Coopération japonaise au Cameroun : 646 millions de dollars injectés depuis 2006

Depuis son installation en 2006, l’Agence japonaise de coopération internationale (JICA) a significativement marqué l’économie camerounaise en injectant plus de 646 millions de dollars. Cette annonce a été faite lors d’un échange à Yaoundé entre le ministre de l’Économie, de la Planification et de l’Aménagement du territoire, Alamine Ousmane Mey, et le vice-président de la JICA, Ando Naoki. Cette rencontre marquait les vingt ans de présence de la JICA et du Programme des volontaires japonais pour la coopération à l’étranger (JOCV) au Cameroun.

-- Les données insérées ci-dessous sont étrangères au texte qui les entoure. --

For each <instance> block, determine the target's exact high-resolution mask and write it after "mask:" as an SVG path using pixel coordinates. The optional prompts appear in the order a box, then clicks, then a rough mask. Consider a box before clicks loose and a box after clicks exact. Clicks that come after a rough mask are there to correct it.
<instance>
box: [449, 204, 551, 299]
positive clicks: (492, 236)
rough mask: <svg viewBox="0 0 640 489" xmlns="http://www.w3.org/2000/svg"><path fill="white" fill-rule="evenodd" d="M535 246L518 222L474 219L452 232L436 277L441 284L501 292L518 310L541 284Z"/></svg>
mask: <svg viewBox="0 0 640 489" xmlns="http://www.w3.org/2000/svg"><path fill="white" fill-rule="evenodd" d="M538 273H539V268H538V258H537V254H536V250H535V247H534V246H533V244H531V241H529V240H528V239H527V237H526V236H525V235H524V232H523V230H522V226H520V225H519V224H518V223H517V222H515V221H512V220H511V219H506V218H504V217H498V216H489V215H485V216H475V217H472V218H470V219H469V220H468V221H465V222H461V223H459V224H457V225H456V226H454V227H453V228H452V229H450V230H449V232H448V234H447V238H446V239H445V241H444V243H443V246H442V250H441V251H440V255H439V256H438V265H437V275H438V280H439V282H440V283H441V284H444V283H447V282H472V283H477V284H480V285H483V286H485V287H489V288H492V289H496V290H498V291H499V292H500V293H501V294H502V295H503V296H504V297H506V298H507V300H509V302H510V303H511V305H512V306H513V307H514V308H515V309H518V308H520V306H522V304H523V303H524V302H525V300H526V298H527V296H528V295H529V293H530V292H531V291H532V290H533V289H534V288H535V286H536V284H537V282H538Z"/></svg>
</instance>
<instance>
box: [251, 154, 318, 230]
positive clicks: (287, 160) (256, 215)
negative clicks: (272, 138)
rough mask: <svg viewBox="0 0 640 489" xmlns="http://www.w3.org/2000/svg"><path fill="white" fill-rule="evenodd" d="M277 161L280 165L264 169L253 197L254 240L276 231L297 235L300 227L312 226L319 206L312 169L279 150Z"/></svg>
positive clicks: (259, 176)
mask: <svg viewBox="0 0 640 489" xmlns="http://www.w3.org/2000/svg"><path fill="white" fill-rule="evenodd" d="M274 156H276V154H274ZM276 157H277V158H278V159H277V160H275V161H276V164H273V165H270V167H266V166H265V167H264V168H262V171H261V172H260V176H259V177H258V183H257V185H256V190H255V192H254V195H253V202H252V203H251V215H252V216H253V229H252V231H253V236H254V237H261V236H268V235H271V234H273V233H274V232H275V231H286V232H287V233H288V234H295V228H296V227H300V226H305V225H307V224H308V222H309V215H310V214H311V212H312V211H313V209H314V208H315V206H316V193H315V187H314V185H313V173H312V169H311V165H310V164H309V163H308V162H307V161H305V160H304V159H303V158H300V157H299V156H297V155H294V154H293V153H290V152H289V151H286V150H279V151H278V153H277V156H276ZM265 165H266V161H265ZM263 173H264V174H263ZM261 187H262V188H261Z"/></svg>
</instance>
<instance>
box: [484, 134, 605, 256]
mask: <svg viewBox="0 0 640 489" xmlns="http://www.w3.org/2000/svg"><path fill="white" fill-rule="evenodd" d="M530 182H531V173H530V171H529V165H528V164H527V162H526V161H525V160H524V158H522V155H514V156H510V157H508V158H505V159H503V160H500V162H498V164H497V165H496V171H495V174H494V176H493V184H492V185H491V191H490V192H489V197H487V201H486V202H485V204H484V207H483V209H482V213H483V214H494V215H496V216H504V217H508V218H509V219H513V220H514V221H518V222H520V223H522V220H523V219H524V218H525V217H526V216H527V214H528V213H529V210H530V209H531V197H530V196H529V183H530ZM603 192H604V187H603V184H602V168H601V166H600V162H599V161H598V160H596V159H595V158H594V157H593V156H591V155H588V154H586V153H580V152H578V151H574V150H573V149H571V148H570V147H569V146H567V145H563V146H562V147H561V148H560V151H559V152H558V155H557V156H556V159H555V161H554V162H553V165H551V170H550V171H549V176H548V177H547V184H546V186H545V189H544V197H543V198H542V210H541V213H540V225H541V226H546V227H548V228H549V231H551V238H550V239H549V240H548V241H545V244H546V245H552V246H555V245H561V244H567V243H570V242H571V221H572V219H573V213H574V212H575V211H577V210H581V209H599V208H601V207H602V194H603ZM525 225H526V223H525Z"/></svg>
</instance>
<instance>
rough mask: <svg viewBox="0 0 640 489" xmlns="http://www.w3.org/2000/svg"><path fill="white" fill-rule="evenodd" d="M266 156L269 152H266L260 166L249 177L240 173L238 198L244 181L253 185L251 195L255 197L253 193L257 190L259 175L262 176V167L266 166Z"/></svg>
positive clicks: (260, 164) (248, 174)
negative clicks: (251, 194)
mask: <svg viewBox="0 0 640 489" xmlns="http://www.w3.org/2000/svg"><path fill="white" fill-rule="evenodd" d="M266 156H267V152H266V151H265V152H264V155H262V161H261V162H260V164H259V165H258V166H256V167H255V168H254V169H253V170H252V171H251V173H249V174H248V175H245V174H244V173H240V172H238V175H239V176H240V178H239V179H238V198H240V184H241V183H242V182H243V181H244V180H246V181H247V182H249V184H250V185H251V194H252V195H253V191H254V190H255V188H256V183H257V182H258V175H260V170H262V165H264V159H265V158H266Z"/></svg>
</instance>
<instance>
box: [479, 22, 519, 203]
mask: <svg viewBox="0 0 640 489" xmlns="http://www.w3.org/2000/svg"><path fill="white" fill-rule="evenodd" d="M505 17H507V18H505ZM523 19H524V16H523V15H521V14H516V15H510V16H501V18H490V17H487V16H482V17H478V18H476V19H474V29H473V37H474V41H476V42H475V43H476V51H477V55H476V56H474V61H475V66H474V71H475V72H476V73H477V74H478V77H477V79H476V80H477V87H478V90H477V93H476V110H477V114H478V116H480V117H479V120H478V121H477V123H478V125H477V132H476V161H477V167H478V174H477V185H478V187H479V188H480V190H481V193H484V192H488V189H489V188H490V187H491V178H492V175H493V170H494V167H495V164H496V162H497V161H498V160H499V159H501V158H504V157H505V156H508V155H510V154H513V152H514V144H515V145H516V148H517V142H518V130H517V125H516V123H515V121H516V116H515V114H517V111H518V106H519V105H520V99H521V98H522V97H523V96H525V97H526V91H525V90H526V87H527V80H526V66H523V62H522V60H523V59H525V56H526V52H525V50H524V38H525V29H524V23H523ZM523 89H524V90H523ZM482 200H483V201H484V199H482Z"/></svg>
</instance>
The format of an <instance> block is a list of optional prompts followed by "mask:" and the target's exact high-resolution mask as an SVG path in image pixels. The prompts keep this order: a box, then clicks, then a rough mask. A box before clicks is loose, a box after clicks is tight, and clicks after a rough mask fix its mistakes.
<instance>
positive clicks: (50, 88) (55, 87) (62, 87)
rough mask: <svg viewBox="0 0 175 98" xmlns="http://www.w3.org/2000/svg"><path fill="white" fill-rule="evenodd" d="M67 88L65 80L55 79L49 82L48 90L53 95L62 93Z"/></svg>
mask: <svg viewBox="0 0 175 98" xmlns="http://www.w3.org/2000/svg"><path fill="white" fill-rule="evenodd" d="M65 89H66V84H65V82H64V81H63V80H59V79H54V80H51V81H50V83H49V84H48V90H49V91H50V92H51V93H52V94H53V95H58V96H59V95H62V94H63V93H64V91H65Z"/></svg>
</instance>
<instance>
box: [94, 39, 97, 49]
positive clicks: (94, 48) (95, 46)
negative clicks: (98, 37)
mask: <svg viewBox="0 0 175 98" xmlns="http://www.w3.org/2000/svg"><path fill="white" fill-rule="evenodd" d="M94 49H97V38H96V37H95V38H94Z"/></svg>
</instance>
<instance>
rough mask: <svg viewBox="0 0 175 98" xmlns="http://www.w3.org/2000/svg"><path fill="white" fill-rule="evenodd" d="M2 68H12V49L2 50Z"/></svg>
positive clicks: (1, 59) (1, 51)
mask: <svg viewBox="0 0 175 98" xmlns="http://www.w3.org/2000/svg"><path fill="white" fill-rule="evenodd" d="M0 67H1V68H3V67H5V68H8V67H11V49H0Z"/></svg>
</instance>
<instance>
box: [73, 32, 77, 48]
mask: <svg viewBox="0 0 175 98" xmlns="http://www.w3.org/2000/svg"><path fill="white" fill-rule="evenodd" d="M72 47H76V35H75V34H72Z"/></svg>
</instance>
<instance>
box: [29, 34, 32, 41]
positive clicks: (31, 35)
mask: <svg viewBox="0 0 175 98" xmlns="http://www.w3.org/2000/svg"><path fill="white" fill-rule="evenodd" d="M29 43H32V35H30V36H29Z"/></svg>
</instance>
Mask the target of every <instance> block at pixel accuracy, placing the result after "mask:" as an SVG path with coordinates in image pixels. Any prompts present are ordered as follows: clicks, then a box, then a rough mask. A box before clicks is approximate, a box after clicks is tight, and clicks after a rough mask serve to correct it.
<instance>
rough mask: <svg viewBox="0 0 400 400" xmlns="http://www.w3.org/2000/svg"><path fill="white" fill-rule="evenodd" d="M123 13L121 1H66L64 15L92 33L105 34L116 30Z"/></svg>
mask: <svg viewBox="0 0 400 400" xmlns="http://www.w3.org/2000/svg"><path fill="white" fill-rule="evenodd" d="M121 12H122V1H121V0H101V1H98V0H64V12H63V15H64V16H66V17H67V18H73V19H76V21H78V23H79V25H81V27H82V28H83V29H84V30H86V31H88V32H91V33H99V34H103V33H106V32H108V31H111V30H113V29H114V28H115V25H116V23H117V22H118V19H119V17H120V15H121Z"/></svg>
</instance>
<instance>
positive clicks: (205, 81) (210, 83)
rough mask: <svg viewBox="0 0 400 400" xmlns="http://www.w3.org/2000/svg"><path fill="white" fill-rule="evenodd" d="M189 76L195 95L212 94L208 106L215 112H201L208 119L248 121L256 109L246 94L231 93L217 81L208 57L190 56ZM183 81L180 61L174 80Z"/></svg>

Une aide publique au développement diversifiée et structurante

Les 646 millions de dollars ne se limitent pas à des prêts. Ils englobent également des dons et des prêts concessionnels, tous dédiés au développement du Cameroun. Les dons financent principalement des infrastructures sociales essentielles comme des écoles, des centres de santé et des équipements collectifs. Quant aux prêts concessionnels, ils se distinguent par des taux d’intérêt réduits, des échéances prolongées et des périodes de grâce avantageuses.

Des réalisations concrètes dans les infrastructures et l’agriculture

Les investissements japonais ont permis de concrétiser plusieurs projets majeurs. Plus de 120 établissements scolaires et 1 500 salles de classe ont été construits grâce aux dons. Les prêts concessionnels ont notamment financé la route Mintom-Lele, en partenariat avec la Banque africaine de développement (BAD), un axe stratégique reliant Yaoundé à Brazzaville. Par ailleurs, la coopération technique a permis de former près de 36 000 riziculteurs pour améliorer la sécurité alimentaire et accompagner environ 1 500 entreprises via la méthode Kaizen, tout en renforçant les compétences de milliers de Camerounais dans divers secteurs.

Une coopération en phase avec les ambitions nationales

Les discussions entre les autorités camerounaises et la JICA ont également porté sur l’avenir de cette collaboration. Les priorités identifiées incluent l’agriculture, la pêche, l’éducation, les infrastructures, l’environnement, le développement des ressources humaines et la compétitivité des entreprises. Ces axes s’alignent parfaitement avec la Stratégie nationale de développement 2020-2030 (SND30), reflétant une vision commune de croissance durable.

Un engagement élargi aux enjeux climatiques

Dès mai 2026, la JICA a lancé un nouveau projet de coopération technique axé sur la restauration des paysages de savane et de forêt grâce à l’agroforesterie. Cette initiative souligne l’évolution de la coopération japonaise vers des solutions durables, intégrant la résilience climatique et la gestion des ressources naturelles, tout en conservant son soutien historique aux infrastructures et au renforcement des capacités.